Patients were followed for a mean of 14 months. Of these patients 4 were found to have metastatic disease and were treated with salvage radiotherapy.
Radical nephrectomy with vena cava thrombectomy remains the only curative option for RCC with IVC thrombus3. This is a complex urological procedure, and there are various techniques described. A flank incision offers good access to renal hilum and infra-hepatic vena cava, and is appropriate for well-selected cases4.
Most of our patients who had RCC with IVC thrombus were asymptomatic on initial presentation (22 out of 29 patients). Most of these were detected incidentally on imaging studies. The triad of haematuria, flank pain and mass for detection of RCC is now outdated with the increased usage of various imaging modalities. This has led to down-staging of tumour and reduced the complexity of the caval thrombus that is presenting, making flank incisions an ideal surgical approach.
Establishing the extent of IVC thrombus pre-operatively in these cases is essential. CT is useful for initial diagnosis. However, more precise imaging such as Doppler ultrasound, trans-oesophageal echocardiogram or MRI with gadolinium is recommended. MRI is considered the gold standard as it more sensitive and specific to assess intravascular involvement of tumour5. IVC thrombus extension is classified according to the Neves-Zincke classification, which correlates with prognosis (
For our patients, the surgical approach taken to expose the kidneys is through an eleventh-rib resection. If better exposure is needed, the incision is extended into a Chevron’s incision, or laterally into a thoraco-abdominal incision. This is then followed by complete mobilisation of the kidney within the Gerota’s fascia, and careful dissection of the adrenal gland from the kidney. The main renal artery is isolated and, alongside the proximal ureter, is secured with vessel loops. This is followed by cross-clamping of the renal artery with a bulldog vascular clamp. The renal tumour is then resected.

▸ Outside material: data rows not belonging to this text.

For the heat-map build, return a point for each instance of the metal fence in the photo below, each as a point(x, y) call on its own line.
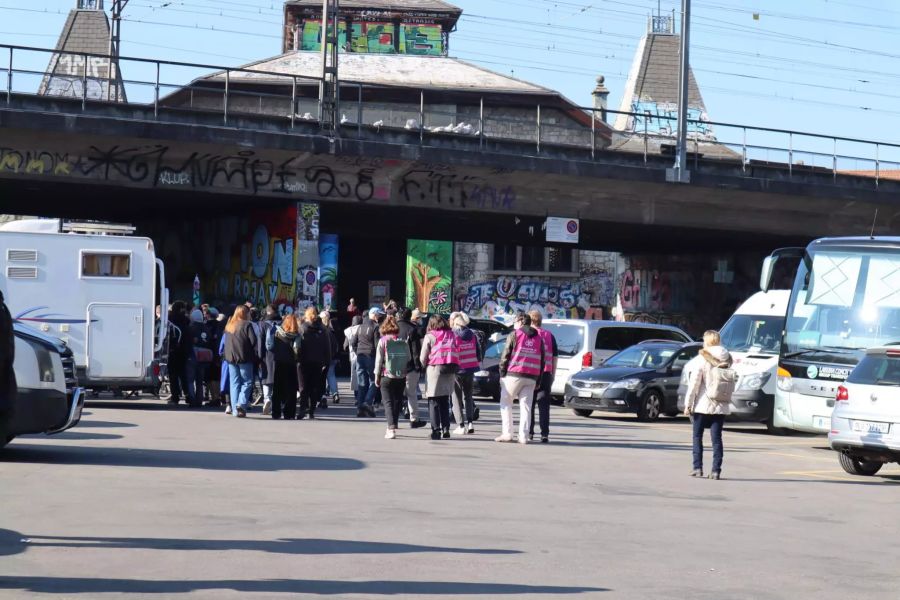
point(243, 97)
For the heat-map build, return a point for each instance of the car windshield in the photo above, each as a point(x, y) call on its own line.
point(495, 349)
point(569, 337)
point(876, 369)
point(753, 333)
point(643, 357)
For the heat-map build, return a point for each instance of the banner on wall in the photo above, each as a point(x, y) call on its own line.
point(328, 261)
point(429, 275)
point(261, 268)
point(307, 253)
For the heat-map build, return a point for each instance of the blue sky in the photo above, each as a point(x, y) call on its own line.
point(824, 66)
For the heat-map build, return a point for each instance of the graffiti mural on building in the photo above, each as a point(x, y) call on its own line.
point(429, 275)
point(584, 298)
point(661, 118)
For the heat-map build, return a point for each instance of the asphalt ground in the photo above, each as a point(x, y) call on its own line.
point(141, 500)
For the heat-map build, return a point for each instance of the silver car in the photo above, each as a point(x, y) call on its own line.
point(865, 424)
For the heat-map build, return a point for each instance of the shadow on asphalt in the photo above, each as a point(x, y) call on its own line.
point(11, 542)
point(73, 435)
point(173, 459)
point(82, 585)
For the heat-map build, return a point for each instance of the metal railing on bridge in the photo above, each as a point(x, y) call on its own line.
point(172, 88)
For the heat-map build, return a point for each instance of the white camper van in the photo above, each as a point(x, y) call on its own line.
point(93, 286)
point(753, 336)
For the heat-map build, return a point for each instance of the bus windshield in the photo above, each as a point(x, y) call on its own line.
point(848, 301)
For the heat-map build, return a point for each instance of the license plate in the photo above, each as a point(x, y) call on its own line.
point(871, 427)
point(822, 422)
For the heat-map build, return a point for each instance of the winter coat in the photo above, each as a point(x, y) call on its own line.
point(696, 400)
point(241, 347)
point(413, 337)
point(510, 346)
point(315, 344)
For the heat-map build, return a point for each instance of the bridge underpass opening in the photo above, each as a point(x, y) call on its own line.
point(690, 277)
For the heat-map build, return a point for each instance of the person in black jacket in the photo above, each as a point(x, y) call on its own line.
point(410, 332)
point(241, 352)
point(316, 352)
point(284, 347)
point(181, 359)
point(267, 327)
point(364, 343)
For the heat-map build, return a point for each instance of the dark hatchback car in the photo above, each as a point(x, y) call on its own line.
point(642, 379)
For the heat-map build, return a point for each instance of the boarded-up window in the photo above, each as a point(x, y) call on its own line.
point(101, 264)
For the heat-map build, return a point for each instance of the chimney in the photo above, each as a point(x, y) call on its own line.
point(601, 95)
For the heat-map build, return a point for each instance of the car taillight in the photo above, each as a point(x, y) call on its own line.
point(843, 394)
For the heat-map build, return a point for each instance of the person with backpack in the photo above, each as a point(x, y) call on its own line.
point(364, 343)
point(440, 356)
point(316, 353)
point(708, 401)
point(392, 359)
point(267, 328)
point(470, 357)
point(284, 346)
point(409, 331)
point(521, 366)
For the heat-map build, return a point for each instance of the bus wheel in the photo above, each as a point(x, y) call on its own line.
point(770, 427)
point(859, 466)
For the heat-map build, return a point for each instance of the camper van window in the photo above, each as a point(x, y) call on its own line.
point(99, 264)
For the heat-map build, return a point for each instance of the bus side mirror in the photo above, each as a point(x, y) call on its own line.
point(765, 278)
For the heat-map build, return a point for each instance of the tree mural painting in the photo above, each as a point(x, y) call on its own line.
point(429, 280)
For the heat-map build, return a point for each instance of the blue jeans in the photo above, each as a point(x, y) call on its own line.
point(365, 380)
point(714, 423)
point(332, 378)
point(241, 380)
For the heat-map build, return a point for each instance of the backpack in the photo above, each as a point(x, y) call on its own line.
point(721, 384)
point(396, 358)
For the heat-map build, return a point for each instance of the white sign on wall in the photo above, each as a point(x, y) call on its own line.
point(563, 230)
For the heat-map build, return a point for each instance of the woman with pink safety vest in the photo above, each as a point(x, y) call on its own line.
point(440, 357)
point(521, 366)
point(470, 355)
point(542, 390)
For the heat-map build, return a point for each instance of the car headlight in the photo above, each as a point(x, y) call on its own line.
point(754, 381)
point(628, 384)
point(784, 381)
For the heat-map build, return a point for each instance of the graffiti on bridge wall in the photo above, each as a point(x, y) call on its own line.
point(257, 173)
point(584, 298)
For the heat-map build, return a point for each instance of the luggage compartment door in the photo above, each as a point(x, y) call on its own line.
point(115, 341)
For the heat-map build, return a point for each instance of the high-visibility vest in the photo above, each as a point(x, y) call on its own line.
point(468, 353)
point(444, 351)
point(526, 356)
point(547, 338)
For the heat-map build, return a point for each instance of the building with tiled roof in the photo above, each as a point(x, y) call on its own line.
point(73, 71)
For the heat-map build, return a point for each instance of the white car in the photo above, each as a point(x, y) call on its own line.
point(865, 424)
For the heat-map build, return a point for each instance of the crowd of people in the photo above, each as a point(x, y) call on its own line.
point(392, 350)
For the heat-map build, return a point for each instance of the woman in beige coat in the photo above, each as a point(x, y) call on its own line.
point(706, 413)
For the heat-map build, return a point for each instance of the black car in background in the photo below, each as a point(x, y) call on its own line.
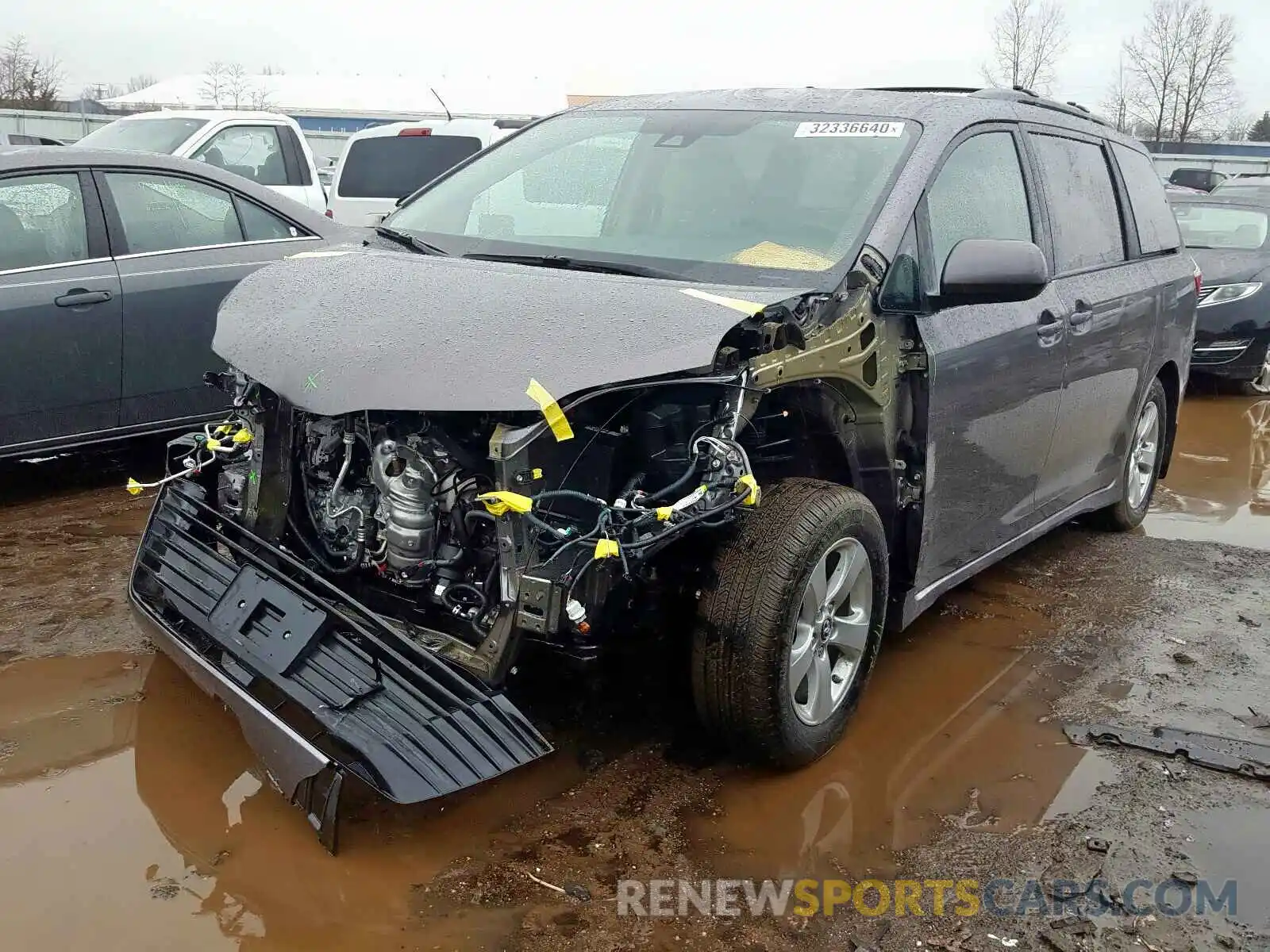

Our average operating time was 138 minutes. The average blood loss was 589.16mls, and only 3 patients required transfusion post-operatively. Our average patient length of stay was 12 days. Analysis of our data and grading of complications with the Clavien-Dindo classification suggests that flank incision is a safe and effective option for RCC with IVC thrombus. Out of 12 patients who were operated, 1 had Grade IIIa complication requiring drainage of a subphrenic abscess, and 1 had Grade V complication (death) as a result of sepsis. 7 out of 11 patients remained disease-free after an average of 14 months follow-up.
Advanced RCC with IVC thrombus carries a high mortality rate, and a radical nephrectomy and IVC thrombectomy remains the only curative option. A flank incision is a safe and effective option for this complex procedure in well-selected cases.